At the time of the Supreme Court's decision, no federal appeals court had upheld a state marriage law defining marriage as only between one man and one woman. Since then, however, the 6th U.S. Circuit of Appeals upheld a gay marriage ban in Ohio. With a split decision at the appellate level, the Supreme Court is now more likely to take up the issue.

Gergel reviewed a case concerning a lesbian couple, Charleston County Councilwoman Colleen Condon and her fiancée, Nichols Bleckley, whose request for a marriage license in Charleston was blocked in October by the South Carolina Supreme Court.

South Carolina voters had previously chosen to preserve the definition of marriage between one man and one woman in a 2006 ballot.

Attorney General Alan Wilson's office is reportedly reviewing the judge's order, and will have to decide whether to take advantage of the one-week stay and appeal the case.

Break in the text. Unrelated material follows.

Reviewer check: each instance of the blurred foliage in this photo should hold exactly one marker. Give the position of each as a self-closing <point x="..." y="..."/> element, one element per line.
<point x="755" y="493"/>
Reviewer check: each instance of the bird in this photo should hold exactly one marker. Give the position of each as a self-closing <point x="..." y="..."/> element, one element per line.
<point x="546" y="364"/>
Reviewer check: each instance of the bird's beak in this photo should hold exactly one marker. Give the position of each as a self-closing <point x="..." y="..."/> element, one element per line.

On Monday, U.S. Supreme Court Justice Sonia Sotomayor issued a preliminary injunction which temporarily stopped a lower court decision that would have allowed gay marriages in Kansas.

Kansas also voted in an amendment to a 2005 ballot that defined marriage as between one man and one woman. Amendment 1, as the initiative was called, had passed with 71 percent of voters supporting it, compared to 29 percent who were opposed.

A total of 32 states in the U.S. allow same-sex couples the opportunity to get married.